The flowerheads usually have rays of varying shades of blue, purple, or pink to white. In a few species the female flowers are rayless, and in a few others the female flowers are lacking. The involucral bracts are herb-like throughout (the outer sometimes leaf-like and longer than the inner), or more often paper-textured below, or sometimes paper-textured throughout, often strongly partly overlapping. The receptacle is flat or a little convex, and naked. The disk flowers are more or less numerous, yellow (sometimes pale) or often reddish-purple. The anthers are entire or minutely arrow-shaped at the base. The style branches are flattened, with inward-facing marginal stigma-bearing lines and lanceolate or narrower, pointed, minutely hairy appendages generally over 0.5 mm long. The achenes are mostly several-nerved, rarely only 2-nerved. The pappus consists of more or less numerous hair-like bristles.

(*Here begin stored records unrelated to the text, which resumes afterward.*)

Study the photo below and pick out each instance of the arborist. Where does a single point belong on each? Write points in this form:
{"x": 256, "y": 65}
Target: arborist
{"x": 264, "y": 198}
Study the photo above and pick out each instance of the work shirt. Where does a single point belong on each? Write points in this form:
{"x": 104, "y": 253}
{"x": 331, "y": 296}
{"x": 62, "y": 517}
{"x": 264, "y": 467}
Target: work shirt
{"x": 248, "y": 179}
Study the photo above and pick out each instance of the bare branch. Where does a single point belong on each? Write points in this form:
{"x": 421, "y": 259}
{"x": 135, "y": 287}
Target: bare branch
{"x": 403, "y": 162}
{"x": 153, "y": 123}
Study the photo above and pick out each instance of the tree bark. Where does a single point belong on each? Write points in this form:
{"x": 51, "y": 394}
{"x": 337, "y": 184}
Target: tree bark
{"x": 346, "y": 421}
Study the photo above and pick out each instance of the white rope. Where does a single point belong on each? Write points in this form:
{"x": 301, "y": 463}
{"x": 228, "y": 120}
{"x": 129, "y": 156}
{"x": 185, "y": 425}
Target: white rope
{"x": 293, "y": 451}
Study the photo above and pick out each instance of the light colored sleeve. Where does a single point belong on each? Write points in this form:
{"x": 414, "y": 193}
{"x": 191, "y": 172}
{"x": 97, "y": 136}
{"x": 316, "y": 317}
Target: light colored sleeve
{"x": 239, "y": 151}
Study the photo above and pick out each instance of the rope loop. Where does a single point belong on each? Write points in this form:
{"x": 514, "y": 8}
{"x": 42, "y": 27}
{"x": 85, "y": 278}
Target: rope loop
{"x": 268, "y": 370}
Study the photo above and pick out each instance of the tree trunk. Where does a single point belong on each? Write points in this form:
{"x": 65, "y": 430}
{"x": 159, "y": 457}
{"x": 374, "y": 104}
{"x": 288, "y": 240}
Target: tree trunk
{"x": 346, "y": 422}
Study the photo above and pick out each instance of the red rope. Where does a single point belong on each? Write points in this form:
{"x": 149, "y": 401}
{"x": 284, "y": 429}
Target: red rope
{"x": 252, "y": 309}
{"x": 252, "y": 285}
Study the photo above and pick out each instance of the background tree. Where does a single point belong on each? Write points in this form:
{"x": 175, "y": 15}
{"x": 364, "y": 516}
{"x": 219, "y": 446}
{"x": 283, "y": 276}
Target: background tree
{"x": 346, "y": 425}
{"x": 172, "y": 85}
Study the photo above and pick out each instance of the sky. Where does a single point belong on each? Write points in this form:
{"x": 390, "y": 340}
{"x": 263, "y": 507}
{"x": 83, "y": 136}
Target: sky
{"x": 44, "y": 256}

The genus consists of about 250 species worldwide, mostly in N. America, but extending into S. America, and also widely distributed in Eurasia.
Guide to Identify Presented Species of Genus Aster
FLOWERS WHITE. INVOLUCRAL BRACTS SPINE-TIPPED
A. ericoides – Heath Aster
Perennial 30-100 cm tall, often clustered. Open, wet or dry places in the valleys. Flowerheads densely clustered on branches, with 15-25 white rays 3-8 mm long. Leaves numerous, firm, linear, spine-tipped, 4-7 cm long and 4-5 mm wide.
INVOLUCRAL BRACTS GLANDULAR
A. conspicuus – Showy Aster
Stout, unbranched perennial, 30-100 cm tall. Open woods, foothills to montane. Flowerheads blue-violet, with 12-35 rays, many in clusters. Involucre glandular. Leaves alternate, firm, sharp-toothed, elliptic, 6-15 cm long and 2-6 cm wide.